深い森の、獣道に近い山道の先にひっそりとある、森の一部のような日本家屋に住んでいる人がいた。

その人は職場の先輩で、山中さんといった。以前、山中さんの同期の先輩たちと4人でうなぎを食べに行ったときに、思ったことをすぐ口に出すちさと先輩が「山中くんの家って田舎の森の中にあるって本当? 今度行ってみたい」と言い、山中さんが二つ返事で承諾してくれた。

そうして、そのときのメンバーで山中さんの日本家屋(それもひとり暮らしの!)に泊まらせてもらうことになった。

いわゆる縁側があって、窓が大きく、とにかく開かれている感じのする家に魅入っていたら、ちさと先輩が「本当に山中くんのような家だね」と言った。そのとおりだと私は思った。

山中さんは宮沢賢治の「雨ニモマケズ」のような人だった。いつも静かに微笑んでいて、仕事ができるのに驕ることがなかった。浴びるように飲むスタイルの社内全体の飲み会に行っても、媚びない自然な微笑を絶やさず、偉い人に絡まれるようなシーンでも、苦笑しつつでもそれほど嫌がってもいないようにも見えた。自分を閉ざさず、いつも少し開いているのだ。

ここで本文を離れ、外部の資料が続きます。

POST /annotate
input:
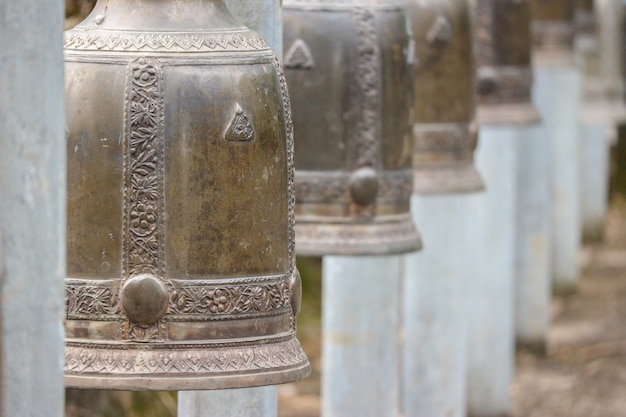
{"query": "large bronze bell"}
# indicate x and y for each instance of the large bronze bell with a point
(347, 65)
(553, 30)
(444, 131)
(503, 61)
(180, 246)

家の中も整理整頓されていてーーそれは来客があるからではなく日常的なものだと感じさせたーーまた行き届いてもいた。

家についたのが遅い時間だったこともあって、山中さんの家で遅めの夕食を食べ、程よくお酒を飲むと、激務続きだった先輩たちは早々に畳の上で眠り込んだ。

2人になり、しばらく経ったあと、私は入社当初からずっと疑問に思っていたことを山中さんに聞いてみた。

「どうしてそんなにきちんとできるんですか? 何もかもが完璧だったらそういう性格なのかと納得できるけど、家も、仕事も、神経質じゃないほどよさを残していて、なんというか、こんな人いるんだと思ってしまいます」

山中さんは一瞬だけ凄みのある目で視線をそらしたあと、「俺、高校に行ってなかったんだ」といい、「けっこう長く引きこもったあと、『レディ』に出会った」と言った。

山中さんと「レディ」の話

「俺、高校に馴染めなくてすぐに退学したんだよね。何年か引きこもって大検受けて少し遅れて大学に入って、今の会社に入社したんだ。引きこもっていたときに住んでいた実家の部屋はちょっと笑えないほど汚かった。会社に入社する少し前くらいに『いつも隣にレディ』がいると思って過ごそうと思った」

意を決して話したという感じではなかった。とてもスムーズにフラットに山中さんは続けた。

「ある戦争が終わる間際、ヨーロッパのとある部隊が数十名、敵国に捕まって地下牢に閉じ込められたんだ。たしか5人ずつ別々の牢だったと思う。ただでさえ劣悪な環境だったのに、悪いことに敵の基地が攻撃され、地下牢への入口が封鎖されてしまったんだ。戦争が終わり味方に救出されたとき、正気を保っていた人たちはほとんどいなかったらしい。でも一つの牢屋だけは5人全員が無事だった。その牢屋には『レディ』がいたんだよ」

「レディですか?」

「そう。その牢屋では、リーダー格の人が『ここに架空のレディがいることにしよう』と言ったんだ。着替えるときも、トイレのときも、いつも隣にレディがいると思って過ごそうと言ったらしい。極限状態で喧嘩が起きたときも『やめろ、レディの前だぞ』と言ったみたい。そのエピソードがなんか好きでね」

だから俺の隣にもいつもレディがいるんだ、と山中さんは言った。俺は皆が思っているような人間じゃないし、心にはちゃんと修羅があるよとも。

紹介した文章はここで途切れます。